Chaka Khan was Rufus’ lead singer and a veritable firecracker, who was so dynamic onstage that she was sometimes called a “pint-sized Tina Turner.” She was also a multi-instrumentalist, and sometimes played perfussion and bass for Rufus. It should be noted here that Rufus was simply the name of the band — nobody in it is actually named Rufus. (I was definitely picturing an Ike Turner figurehead named Rufus. Though fun fact, Ike asked Khan to be an Ikette!)
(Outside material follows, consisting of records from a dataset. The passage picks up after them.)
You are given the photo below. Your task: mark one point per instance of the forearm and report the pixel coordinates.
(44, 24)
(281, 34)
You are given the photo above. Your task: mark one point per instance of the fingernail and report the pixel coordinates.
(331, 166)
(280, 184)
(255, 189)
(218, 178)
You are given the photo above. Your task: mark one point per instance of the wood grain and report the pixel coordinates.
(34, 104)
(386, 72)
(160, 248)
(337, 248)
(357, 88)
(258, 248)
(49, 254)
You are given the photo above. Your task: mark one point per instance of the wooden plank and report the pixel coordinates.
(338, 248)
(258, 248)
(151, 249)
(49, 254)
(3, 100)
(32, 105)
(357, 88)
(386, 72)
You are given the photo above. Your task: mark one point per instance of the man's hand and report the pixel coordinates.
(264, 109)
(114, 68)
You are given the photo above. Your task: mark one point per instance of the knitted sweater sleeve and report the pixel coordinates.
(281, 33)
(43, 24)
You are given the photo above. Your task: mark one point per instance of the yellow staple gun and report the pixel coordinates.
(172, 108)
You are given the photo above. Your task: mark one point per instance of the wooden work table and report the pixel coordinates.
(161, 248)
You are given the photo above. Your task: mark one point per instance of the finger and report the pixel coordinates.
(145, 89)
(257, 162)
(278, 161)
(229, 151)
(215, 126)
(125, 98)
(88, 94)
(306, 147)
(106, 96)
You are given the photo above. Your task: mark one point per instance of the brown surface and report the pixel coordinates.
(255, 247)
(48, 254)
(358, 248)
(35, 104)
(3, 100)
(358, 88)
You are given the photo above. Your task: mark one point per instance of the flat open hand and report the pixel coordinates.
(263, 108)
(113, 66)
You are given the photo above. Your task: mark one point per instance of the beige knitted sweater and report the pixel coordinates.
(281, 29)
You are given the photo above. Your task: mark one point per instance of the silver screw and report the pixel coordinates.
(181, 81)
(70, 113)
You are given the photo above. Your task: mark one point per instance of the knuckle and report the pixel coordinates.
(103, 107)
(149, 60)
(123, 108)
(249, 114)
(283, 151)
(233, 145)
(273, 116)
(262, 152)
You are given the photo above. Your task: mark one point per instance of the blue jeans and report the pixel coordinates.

This was Rufus’ fifth album, but their first to go platinum. Unfortunately, the reason it took so long was that Khan and the rest of her band were experiencing tensions. My guess is it was partly due to Khan’s overwhelming popularity (just look at how she dwarfs them on the album cover), but some of it was due to her recent marriage. For whatever reason, Rufus’ main drummer Andre Fischer was unhappy with the union; in fact, this was his final album with the band. And two years later, Rufus began releasing albums without Khan, though she would occasionally rejoin the band, however briefly.

Such chaos behind such a good vibes album. The main vibe, of course, is slow sex jams. The lyrics of “Everlasting Love” should give you an idea, where Khan offers her lover an everlasting, satisfying, mystifying love. And Khan’s gigantic visage on the album cover matches her powerhouse vocals, even on the quiet storm-like “Magic In Your Eyes” and when she’s being being softly rejected on “Better Days.” The highest energy song is “At Midnight (My Love Will Lift You Up),” which ends with Khan declaiming at the top of her lungs, but most of them fall into the slow neo-soul genre of “Close The Door.”
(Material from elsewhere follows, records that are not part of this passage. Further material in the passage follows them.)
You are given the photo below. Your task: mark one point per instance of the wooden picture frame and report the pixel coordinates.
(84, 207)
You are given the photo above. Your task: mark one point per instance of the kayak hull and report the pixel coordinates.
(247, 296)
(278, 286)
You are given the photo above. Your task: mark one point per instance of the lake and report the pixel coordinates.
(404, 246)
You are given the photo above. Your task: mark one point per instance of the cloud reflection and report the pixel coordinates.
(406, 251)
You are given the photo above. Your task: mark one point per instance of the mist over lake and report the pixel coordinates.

Not every song is a love song — in fact, when they move away from the topic of boning, they can be pretty philosophical. “Earth Song” is a love song not just to the Earth, but the universe, set to the record’s hardest guitar solo. That one covers space, while “Egyptian Song” covers time: Here’s to, to a long forgotten dream … Can’t restrain these feelings of my ancient land/ Here is a melody for you. “Hollywood” is a little more mundane, but remains thoughtful as it tells the tale of a Hollywood hopeful, comparing the hollowness of his old life to the faux-fulfillment that Hollywood has to offer him.
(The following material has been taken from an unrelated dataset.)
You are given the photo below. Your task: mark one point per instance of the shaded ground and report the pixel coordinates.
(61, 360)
Post-Rufus, Khan went on to attain huge success with her solo career, releasing “I’m Every Woman” and dozens of other hits. She had a bit role in The Blues Brothers, and later on, was featured on Phineas and Ferb. Her last album was released in 2019. Rufus, on the other hand, last put out a studio album in 1983. Maybe they should have kept her around.

Wildest Fact: Chaka Khan was on Celebrity Ghost Stories! She apparently saw her guardian angel. Man, wish I was that lucky.